Restrictions on Frustrating Action
Amendments to Rule 21 of the Takeover Code
Restrictions on Frustrating Action - Amendments to Rule 21 of the Takeover Code
Following its earlier consultation in May, the Takeover Panel (the Panel) has published amendments to Rule 21 of the Takeover Code (the Code) with regards to restrictions on frustrating action. These amendments will take effect on 11 December 2023 and will apply to all companies and transactions that are subject to the Code including on-going transactions that straddle this date (provided the changes are not given retrospective effect).
Rule 21 deals with the following aspects:
- restrictions on the board of a target company taking frustrating action in relation to an offer (21.1);
- the obligation to provide equal information to competing bidders (to prevent the directors of a target company from being able to frustrate a competing offer by providing important information only to a ‘preferred’ bidder) (21.3); and
- the requirement to provide the independent directors of a target company (who may be less involved in the day-to-day management of the business) with any information provided to external providers of finance on a management buy-out or similar transaction (21.4).

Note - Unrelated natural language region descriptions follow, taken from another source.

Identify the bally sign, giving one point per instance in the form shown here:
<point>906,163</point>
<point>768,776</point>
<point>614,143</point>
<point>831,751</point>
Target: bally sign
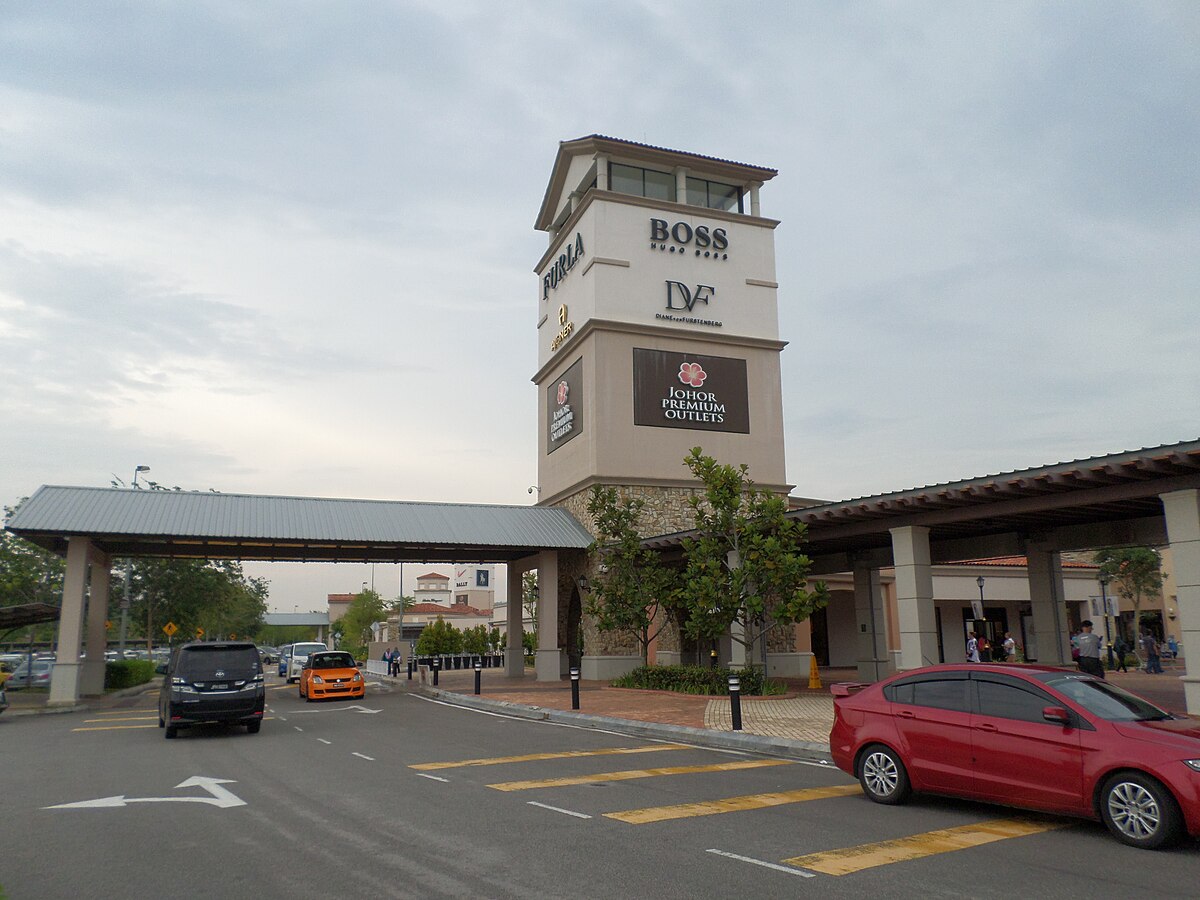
<point>683,390</point>
<point>564,407</point>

The main changes amend Rule 21.1 so that the board of a target company would not be restricted from taking an action that either is not material or is in the ordinary course of its business and would not result in an offer or bona fide possible offer being frustrated. The aim of the changes is to increase flexibility for target companies to carry on their ordinary course activities, including where these involve buying and selling assets, and to provide greater clarity as to the actions that will and will not be restricted. A target company will still be required to consult the Panel about any intended action that could be restricted by Rule 21.
A new Practice Statement No. 34 has been published which provides additional guidance on how Rule 21.1 is normally interpreted and applied.
There have also been amendments to Rules 21.3 and 21.4 to ensure that a bidder or bona fide potential bidder is not denied access to the target company’s information on a technicality and to reduce the administrative burden on the parties to an offer where information is requested.